Inferring the bias of a single coin from independent flips is a well-understood problem, technically known as estimating the Bernoulli parameter p. In particular, how the sample size (number of flips) n, the precision ε, and the confidence δ constrain each other is known within tight upper and lower bounds. When we want to estimate the bias of d coins simultaneously, this problem is well-understood as well, at least in the worst case over the Bernoulli parameters pᵢ. What if we want to estimate infinitely many pᵢ's simultaneously?
A simple argument shows that this is impossible in the "worst case" over the pᵢ's; thus, any result must depend on their actual values. If we define M as the expected maximum deviation between any pᵢ and its estimate, we want to understand for which sequences pᵢ this quantity decays to zero and at what rate. We obtain tight, exhaustive answers to these questions.

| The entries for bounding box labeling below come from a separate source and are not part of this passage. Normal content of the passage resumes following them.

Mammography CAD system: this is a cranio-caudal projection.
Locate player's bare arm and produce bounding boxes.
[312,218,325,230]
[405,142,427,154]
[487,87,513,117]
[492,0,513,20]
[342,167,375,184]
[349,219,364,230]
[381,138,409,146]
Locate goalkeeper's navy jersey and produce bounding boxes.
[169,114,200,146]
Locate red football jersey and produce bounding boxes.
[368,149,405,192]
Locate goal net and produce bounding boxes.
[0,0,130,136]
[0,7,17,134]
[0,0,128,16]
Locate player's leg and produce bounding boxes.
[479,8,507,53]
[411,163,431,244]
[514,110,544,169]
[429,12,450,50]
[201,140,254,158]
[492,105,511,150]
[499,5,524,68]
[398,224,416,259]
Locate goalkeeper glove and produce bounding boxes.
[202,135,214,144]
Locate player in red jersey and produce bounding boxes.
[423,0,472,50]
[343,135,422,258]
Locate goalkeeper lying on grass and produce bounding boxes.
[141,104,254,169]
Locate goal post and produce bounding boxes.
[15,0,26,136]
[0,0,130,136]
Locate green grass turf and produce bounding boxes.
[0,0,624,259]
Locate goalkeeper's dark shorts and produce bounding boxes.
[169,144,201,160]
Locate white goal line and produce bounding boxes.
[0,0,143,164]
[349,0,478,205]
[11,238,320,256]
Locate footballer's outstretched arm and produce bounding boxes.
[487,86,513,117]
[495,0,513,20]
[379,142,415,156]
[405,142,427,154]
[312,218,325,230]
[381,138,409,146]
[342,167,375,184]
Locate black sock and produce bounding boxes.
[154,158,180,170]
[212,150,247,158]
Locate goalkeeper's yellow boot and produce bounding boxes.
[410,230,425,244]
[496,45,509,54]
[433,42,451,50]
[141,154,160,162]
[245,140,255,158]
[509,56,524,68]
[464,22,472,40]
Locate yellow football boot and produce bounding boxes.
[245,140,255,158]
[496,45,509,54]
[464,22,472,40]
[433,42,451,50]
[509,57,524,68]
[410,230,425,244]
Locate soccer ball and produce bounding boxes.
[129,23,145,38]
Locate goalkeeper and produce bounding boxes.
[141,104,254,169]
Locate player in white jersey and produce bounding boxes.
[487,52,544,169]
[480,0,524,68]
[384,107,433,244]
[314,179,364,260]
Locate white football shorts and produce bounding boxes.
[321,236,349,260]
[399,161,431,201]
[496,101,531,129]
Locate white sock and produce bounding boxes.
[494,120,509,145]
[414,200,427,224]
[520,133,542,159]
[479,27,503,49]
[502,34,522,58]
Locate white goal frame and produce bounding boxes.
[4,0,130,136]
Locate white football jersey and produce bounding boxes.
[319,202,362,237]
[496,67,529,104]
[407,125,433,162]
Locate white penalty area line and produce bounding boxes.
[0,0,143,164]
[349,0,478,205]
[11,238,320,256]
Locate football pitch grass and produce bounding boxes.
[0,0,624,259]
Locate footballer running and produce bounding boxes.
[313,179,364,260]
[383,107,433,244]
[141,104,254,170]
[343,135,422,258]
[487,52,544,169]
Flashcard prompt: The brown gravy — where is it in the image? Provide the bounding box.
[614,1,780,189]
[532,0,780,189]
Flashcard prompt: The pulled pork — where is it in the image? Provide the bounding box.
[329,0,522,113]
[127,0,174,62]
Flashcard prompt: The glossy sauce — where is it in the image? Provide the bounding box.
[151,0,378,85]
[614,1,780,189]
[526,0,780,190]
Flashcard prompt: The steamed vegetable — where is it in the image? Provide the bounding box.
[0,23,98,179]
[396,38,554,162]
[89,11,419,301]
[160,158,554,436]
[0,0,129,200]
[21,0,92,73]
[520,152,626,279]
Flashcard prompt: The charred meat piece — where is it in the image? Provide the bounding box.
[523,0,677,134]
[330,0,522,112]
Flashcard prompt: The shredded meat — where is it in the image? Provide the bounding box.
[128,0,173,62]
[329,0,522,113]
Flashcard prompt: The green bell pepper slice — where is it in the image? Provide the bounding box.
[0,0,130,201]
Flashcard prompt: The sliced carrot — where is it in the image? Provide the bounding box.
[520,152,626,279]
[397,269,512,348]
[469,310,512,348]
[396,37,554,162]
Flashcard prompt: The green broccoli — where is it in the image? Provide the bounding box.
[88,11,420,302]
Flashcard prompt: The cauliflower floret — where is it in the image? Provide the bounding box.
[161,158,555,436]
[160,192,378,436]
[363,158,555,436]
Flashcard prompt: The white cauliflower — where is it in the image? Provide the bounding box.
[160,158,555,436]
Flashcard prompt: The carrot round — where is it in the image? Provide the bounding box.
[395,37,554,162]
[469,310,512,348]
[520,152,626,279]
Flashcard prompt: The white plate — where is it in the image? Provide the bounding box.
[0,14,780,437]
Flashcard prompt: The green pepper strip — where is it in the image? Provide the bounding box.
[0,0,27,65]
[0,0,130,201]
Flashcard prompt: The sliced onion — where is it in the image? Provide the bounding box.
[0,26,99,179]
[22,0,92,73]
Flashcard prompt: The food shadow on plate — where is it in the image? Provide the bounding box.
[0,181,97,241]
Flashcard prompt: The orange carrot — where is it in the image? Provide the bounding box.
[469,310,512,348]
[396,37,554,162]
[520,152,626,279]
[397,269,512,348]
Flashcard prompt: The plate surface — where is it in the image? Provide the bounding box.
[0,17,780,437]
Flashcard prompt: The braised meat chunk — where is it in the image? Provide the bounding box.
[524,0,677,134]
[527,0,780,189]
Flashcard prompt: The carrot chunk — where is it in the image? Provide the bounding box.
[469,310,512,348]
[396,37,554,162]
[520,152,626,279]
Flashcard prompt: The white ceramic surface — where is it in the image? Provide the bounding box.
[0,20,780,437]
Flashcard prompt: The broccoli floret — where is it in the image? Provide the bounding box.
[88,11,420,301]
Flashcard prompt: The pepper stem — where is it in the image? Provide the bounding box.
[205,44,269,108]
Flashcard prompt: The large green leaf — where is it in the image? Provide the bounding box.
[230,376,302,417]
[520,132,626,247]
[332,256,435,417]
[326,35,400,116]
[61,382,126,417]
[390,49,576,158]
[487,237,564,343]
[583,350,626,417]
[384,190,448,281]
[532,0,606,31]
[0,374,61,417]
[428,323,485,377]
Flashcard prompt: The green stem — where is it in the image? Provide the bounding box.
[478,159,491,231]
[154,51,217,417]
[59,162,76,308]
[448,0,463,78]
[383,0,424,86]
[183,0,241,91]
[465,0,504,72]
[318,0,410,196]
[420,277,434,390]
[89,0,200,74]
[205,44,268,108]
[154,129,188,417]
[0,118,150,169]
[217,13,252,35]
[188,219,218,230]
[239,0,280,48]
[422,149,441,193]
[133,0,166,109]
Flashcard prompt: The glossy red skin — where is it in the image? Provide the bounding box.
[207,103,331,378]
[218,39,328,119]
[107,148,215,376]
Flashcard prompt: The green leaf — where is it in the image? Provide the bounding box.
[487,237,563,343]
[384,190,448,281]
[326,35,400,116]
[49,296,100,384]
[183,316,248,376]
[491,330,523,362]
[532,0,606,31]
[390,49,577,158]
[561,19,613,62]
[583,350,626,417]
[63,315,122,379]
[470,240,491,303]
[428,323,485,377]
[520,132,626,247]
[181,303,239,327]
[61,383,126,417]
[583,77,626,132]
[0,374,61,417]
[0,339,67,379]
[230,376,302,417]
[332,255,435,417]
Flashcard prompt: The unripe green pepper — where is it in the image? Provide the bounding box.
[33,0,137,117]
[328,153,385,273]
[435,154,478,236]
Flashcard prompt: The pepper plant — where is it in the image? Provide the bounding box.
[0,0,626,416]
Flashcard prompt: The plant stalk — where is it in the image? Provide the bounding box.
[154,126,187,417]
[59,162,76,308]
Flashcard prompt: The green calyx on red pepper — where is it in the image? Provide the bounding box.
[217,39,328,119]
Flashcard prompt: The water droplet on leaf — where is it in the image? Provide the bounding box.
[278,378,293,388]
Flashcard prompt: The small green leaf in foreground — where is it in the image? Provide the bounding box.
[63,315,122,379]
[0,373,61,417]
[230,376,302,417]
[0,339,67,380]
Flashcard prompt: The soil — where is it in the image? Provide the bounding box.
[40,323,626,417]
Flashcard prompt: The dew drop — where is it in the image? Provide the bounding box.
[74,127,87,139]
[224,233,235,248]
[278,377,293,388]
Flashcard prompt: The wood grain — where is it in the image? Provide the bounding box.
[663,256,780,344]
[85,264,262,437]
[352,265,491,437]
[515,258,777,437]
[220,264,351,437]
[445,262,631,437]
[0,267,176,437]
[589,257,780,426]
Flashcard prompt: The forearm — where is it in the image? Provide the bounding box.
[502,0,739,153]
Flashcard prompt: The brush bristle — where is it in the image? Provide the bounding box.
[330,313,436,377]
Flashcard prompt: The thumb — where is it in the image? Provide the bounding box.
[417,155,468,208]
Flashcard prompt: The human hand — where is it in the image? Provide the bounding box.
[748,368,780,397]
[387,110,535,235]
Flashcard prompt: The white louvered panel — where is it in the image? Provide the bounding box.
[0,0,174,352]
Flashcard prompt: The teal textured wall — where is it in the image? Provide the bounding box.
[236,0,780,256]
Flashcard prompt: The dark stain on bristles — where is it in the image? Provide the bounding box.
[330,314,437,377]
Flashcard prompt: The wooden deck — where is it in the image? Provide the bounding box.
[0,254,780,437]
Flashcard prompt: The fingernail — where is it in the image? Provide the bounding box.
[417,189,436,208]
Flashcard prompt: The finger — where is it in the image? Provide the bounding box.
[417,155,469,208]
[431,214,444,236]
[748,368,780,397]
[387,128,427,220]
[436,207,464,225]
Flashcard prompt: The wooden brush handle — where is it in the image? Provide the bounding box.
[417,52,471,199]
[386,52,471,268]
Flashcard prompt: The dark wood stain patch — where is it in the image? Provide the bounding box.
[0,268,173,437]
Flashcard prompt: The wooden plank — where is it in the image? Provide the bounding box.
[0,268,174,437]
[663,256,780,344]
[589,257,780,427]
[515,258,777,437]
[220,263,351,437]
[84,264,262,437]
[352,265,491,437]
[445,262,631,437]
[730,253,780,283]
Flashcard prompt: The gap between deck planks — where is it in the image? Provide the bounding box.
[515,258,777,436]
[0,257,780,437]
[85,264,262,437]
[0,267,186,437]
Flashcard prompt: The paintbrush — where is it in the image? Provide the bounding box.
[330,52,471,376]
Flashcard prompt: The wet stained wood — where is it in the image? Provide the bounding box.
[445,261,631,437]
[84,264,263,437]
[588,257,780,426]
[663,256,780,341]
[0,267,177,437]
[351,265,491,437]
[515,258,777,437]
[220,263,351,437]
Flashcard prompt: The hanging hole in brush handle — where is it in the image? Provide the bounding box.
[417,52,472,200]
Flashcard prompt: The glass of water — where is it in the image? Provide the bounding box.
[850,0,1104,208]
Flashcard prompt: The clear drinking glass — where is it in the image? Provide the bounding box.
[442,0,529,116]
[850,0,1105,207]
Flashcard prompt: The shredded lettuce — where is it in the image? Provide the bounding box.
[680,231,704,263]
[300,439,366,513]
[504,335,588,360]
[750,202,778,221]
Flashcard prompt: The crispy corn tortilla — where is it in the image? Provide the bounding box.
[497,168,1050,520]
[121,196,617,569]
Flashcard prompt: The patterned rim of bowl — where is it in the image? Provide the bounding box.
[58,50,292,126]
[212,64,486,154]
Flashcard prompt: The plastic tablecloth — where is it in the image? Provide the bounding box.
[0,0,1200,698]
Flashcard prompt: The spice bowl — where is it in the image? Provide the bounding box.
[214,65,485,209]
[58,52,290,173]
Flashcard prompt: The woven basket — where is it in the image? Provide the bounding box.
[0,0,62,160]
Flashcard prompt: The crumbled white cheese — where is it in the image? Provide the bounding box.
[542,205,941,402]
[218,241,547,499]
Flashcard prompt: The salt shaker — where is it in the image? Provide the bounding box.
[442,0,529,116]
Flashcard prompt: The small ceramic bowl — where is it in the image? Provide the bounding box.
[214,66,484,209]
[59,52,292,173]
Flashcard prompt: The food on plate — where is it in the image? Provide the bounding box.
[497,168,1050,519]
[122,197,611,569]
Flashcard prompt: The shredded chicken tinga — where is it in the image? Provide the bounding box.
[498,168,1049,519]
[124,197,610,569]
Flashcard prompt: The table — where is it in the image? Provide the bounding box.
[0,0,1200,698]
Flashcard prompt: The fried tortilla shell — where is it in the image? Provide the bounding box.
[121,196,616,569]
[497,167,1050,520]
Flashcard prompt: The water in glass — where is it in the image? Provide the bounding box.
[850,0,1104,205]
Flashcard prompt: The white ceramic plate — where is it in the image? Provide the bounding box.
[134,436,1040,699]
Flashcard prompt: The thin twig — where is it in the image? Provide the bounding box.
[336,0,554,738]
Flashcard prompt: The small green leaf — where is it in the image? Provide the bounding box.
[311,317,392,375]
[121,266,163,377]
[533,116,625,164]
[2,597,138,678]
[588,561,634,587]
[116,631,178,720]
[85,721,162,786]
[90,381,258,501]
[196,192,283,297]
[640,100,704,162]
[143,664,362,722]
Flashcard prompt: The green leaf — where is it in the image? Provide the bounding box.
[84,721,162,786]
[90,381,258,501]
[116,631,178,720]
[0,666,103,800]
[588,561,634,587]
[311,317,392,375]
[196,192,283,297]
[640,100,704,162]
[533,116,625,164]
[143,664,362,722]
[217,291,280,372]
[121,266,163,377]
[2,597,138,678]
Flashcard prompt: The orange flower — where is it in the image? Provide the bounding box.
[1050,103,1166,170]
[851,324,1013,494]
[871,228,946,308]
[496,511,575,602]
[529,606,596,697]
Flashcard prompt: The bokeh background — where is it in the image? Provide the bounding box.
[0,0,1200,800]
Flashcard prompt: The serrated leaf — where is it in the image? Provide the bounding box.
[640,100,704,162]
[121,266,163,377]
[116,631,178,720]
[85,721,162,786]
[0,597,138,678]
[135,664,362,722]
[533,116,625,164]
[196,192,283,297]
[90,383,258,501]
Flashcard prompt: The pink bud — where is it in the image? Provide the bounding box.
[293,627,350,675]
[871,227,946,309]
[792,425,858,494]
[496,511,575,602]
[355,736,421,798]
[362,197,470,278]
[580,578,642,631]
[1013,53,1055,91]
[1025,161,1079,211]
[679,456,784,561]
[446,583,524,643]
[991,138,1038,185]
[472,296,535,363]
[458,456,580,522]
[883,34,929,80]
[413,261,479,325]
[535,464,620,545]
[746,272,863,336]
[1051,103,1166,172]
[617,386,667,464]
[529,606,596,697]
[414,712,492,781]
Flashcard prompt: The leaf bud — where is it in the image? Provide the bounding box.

Presented at COLT 2023, joint work with Doron Cohen.
https://arxiv.org/abs/2209.04054
Aryeh Kontorovich received his undergraduate degree in mathematics with a certificate in applied mathematics from Princeton University in 2001. His M.Sc. and Ph.D. are from Carnegie Mellon University, where he graduated in 2007. After a postdoctoral fellowship at the Weizmann Institute of Science, he joined the Computer Science department at Ben-Gurion University of the Negev in 2009, where he is currently a full professor. His research interests are mainly in machine learning, with a focus on probability, statistics, Markov chains, and metric spaces.
He served as the director of the Ben-Gurion University Data Science Research Center during 2021-2022.